Schmitt wird nach Berlin verfrachtet und wegen „Wehrkraftzersetzung“ angeklagt – zu einer Verurteilung kommt es nie. Der Pfarrer wird am 1. August 1940 in das Konzentrationslager Sachsenhausen, danach in das KZ Dachau deportiert. Dort wird er im April 1945 mit 7000 Häftlingen auf einen „Todesmarsch“ geschickt, kurz darauf von den Amerikanern befreit. Schmitt kehrt nach Niederaldorf zurück, wo er am 23. Oktober 1967 stirbt. „Pfarrer Schmitt war früher oft bei meinem Vater zu Gast. Wir Kinder wussten, dass er während des Krieges im KZ saß und gequält wurde. Im Zuge meiner Recherchen für das Buch haben mir seine Enkel persönliche Dokumente zur Verfügung gestellt“, sagt Rauber. Schmitt selbst spricht nach dem Krieg nicht über seine Leidenszeit, nicht über seinen Widerstand. Auch verzichtet er darauf, seine Denunzianten anzuzeigen. Rauber: „In seinem Glauben war kein Platz für Hass und Rache. Wie überzeugt muss ein Mensch von seinem Glauben sein, um das christliche Gebot der Feindesliebe so rigoros anzuwenden, wie es Johann
Schmitt getan hat?“

„Eine beklemmende und beeindruckende Episode menschlicher Leidensfähigkeit und Größe“, kommentiert Landrat Udo Recktenwald, dem Rauber ein Exemplar seines Buches überreicht. „Wir dürfen niemals vergessen, was während der NS-Zeit vorgefallen ist, die Barbarei, die Unmenschlichkeit, das Morden. Wir müssen aber auch an jene erinnern, die sich dem mörderischen System entgegenstemmten. Denn auch hier gab es Täter, gab es Opfer. Pfarrer Johann Schmitt ist dabei, als Sohn unserer Heimat, ein beeindruckendes Beispiel, der in einer bedrückenden Zeit das Richtige machte. Ein weiterer Mosaikstein einer verantwortungsvollen Erinnerungskultur in unserer Region, die auch der Landkreis, gemeinsam mit vielen Partner, stetig pflegt und ausbaut“, so Recktenwald weiter.

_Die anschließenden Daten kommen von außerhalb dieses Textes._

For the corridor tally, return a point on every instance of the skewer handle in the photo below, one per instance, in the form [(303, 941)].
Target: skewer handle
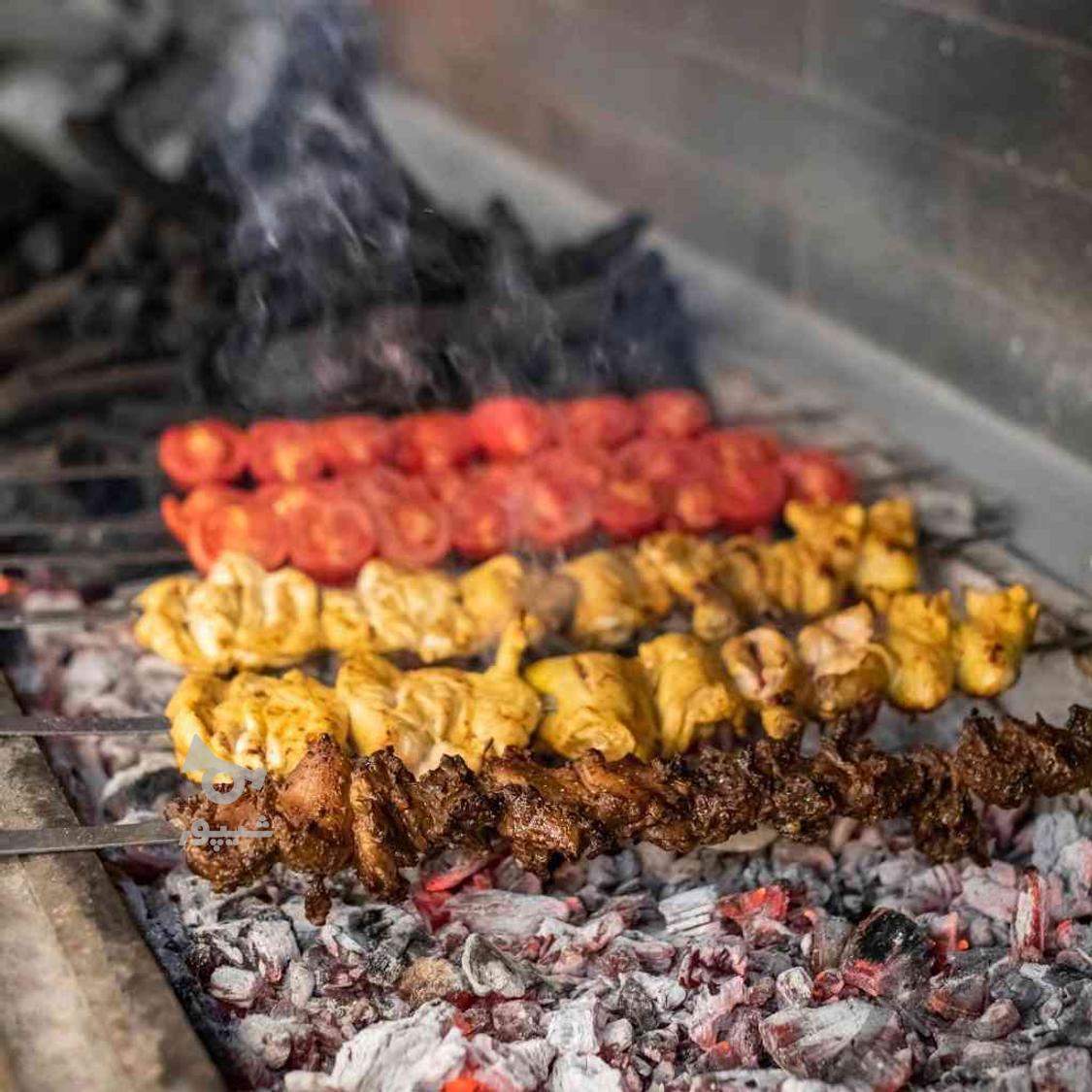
[(46, 724), (79, 839)]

Das Buch „Die Kirche auf dem Dorf im Wandel der Zeit. 100 Jahre Pfarrkirche St. Mauritius Sotzweiler-Bergweiler“ (210 Seiten) ist über das Büro der Pfarrgemeinschaft in Theley und Hasborn, die Tourismuszentrale der Gemeinde Tholey, die Bücherei des Missionshauses in St. Wendel und nach den Heiligen Messen in Sotzweiler zum Preis von 14,50 Euro zu kaufen. Die Vorstellung des Buches erfolgt am Freitag, 1 Juli, 19.30 Uhr nach der Abendmesse in der Kirche in Sotzweiler.